DEV Community: Eric P Green

Analyzing the r/wallstreetbets hivemind — August 2021

Eric P Green — Wed, 08 Sep 2021 10:06:03 +0000

The activity in the Reddit r/wallstreetbets community is staggering. Each day, there are around 800 posts and 50,000 comments debating approximately 280 different stocks. But by just browsing Reddit, between the memes and degenerate gamblers, it can be hard to understand the full nature of the discussion.

In this post, I’ve turned to a bit of SQL and Python to explore what’s happening in the wallstreetbets hivemind. I’ve analyzed stock popularity, sophisticated but overlooked discussions, and community influencers.

If you’re interested, here’s the raw Reddit data, my data pipeline, the derived data, and my Jupyter notebook. I’m using Beneath, an open data platform I’m building, to stream and save the data.

Btw, this isn’t investment advice… DYOR.

The meme stock rankings

Let’s start with the basics. What are the most discussed stocks and how have they changed over time?

The stocks on wallstreetbets can be broadly bucketed into two categories: long-standing wallstreetbets’ interests and stocks related to current events. We can see these two categories by inspecting a line graph of mentions over time (select stocks):

Click here to view interactive chart

The long-standing wallstreetbets interests jump out: these are the lines that occupy a significant percentage of mentions over the whole time period. These include staples like Gamestop (GME) and AMC, but the community has also long been tracking Clover Health (CLOV) and AMD, the semiconductor manufacturer. It doesn’t look like wallstreetbets will lose interest in these anytime soon.

On the other hand, we see stocks that spike suddenly due to specific events, such as Robinhood (HOOD) and Microvast (MVST), a lithium-ion battery manufacturer. Both of these stocks went public at the end of July and received bursts of attention from the community, but the interest hasn’t lasted. As of September 1st, both stocks now have a near-zero percent share of daily mentions.

In this next chart, we zoom in on the most discussed stocks in the month of August.

Click here to view interactive chart

GME and AMC have long been community favorites, and even in August, they remain the most mentioned stocks. I’ve been collecting data from wallstreetbets since March, and the two companies have been the most discussed for 4 of these 6 months. But it’s also clear that it’s not a power law distribution, and contending stocks get significant discussion, too.

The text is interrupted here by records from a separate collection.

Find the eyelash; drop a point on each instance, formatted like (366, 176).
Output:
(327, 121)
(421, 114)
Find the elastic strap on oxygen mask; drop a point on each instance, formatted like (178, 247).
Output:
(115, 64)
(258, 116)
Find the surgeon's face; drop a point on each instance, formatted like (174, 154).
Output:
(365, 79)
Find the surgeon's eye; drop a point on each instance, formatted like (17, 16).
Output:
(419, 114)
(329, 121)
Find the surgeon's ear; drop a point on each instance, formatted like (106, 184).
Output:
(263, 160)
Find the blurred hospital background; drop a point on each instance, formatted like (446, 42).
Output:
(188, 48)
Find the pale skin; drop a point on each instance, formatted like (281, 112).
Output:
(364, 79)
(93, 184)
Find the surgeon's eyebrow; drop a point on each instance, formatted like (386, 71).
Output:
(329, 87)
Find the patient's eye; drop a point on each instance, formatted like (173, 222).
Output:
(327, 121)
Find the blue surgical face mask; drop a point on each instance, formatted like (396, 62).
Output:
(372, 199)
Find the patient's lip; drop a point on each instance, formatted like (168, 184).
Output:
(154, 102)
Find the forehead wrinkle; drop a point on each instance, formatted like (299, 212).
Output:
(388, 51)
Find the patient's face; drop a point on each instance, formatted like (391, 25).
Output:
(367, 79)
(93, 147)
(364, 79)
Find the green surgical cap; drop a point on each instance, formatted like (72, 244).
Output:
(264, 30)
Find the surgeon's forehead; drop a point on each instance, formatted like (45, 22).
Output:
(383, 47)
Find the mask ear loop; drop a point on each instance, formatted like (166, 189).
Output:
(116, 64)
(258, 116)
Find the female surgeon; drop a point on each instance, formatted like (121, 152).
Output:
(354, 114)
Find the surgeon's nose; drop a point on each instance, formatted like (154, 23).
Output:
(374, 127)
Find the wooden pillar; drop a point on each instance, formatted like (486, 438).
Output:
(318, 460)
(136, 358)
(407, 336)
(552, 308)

Discussions of the next big thing

The NASDAQ includes over 4000 public equities, and the NYSE over 3000, so how does the community come to rally around certain stocks? One of my hypotheses is that some initial post triggers a deep and unique discussion that ultimately leads to community-wide attention. So, let’s try to find some interesting conversations.

I’ve tried to uncover some under-appreciated discussions by filtering for posts with at least 15 comments and 25 upvotes, and sorting those posts by highest average words per comment. Here are the top 10 for the month of August:

Click here to view interactive chart

If you’d like to read the discussions, the interactive chart includes a link to each post’s page on reddit.com. Note that the numbers might not reflect what you see on reddit.com because comments can be edited and deleted after-the-fact, and scores are continually changing.

The posts above reveal fairly educated discussions about storylines that, for the most part, haven’t yet hit the wallstreetbets front page. Stocks like Lordstown Motors (RIDE), Ford (FORD), and Proterra (PRTA) haven’t yet garnered much attention, but, in light of these deep discussions, they could be worth keeping an eye on.

Another hypothesis I wanted to test is that the share of rocket emojis in a discussion could signal a stock’s momentum within the community. Here’s a ranking of the posts from August that had the highest percentage of commenters include a rocket emoji (filtered for posts with at least 25 comments):

Click here to view interactive chart

Unsurprisingly, these posts reveal a number of meme stocks that have already made it to the front-page, like CLOV and WISH. But there are also companies like Pizza Hut (HUT) and Bitfarms (BITF) that haven’t made it to the front page (yet?). They’re definitely worth watching.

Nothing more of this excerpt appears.